In my case the capacitor blew its top, so it was quite easy to locate and replace. No help on the lathe I'm afraid, although if it's a 1-phase motor you can usually remove/replace the cap.
 
After a lot of unsuccesful fumbling, I finally figured I would never get the conrods attached while they were in the crankcase. So I disassembled everything, and was successful in pinning the rods together.

medium.jpg


The pins themselves were a bit of a struggle: 1/16" drillrod .150" long. In order to get them cut to length I made a "jig" by milling a small piece of aluminum .15" thick and drilling a 1/16" through hole.

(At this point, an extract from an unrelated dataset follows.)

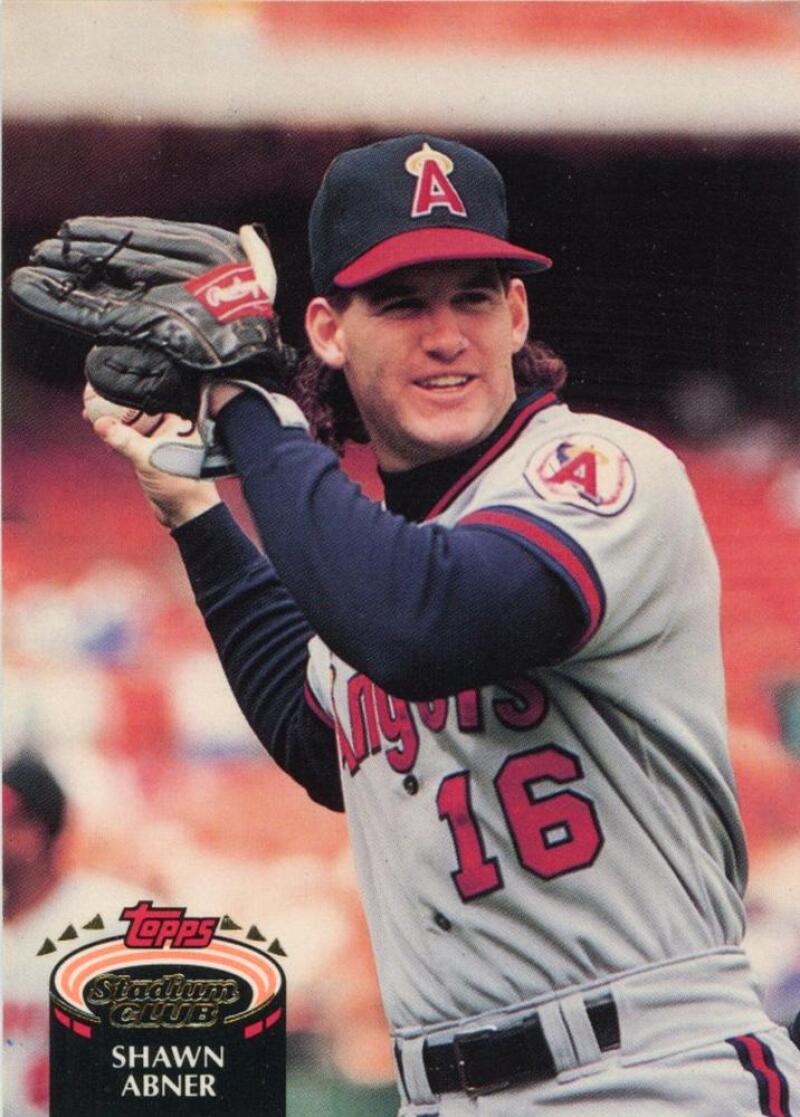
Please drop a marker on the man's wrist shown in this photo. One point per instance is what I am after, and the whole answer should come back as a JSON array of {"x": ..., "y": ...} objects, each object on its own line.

I inserted some drill rod, cut it off close with a wire cutter, and then filed it flat to the jig. Still, these are the smallest "parts" I've ever had to deal with.

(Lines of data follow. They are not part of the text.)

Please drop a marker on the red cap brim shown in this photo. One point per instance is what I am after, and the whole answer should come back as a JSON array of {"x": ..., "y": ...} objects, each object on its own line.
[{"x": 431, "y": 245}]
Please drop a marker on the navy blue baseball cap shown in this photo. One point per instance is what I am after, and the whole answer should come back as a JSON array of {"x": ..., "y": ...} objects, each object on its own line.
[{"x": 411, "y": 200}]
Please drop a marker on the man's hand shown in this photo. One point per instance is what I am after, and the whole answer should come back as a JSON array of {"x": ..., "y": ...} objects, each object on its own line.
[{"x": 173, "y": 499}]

With the rods assembled, they can be inserted into the crankcase via one of the cylinder holes:

medium.jpg


Then I attached the front section to the crankcase and screwed the crank pin to the crank.

medium.jpg


I discovered that I needed to file the profile of the master rod so that the screw attaching the crank to the crankshaft is accessible with the rods attached. This is because the timing is adjusted by rotating the rods relative to the cams.

Next session I'll attach the pistons to the rods and then the cylinders to see what kind of friction there is in the works.





 
This is great kvom. Looking forward to seeing the pistons and cylinders assembled.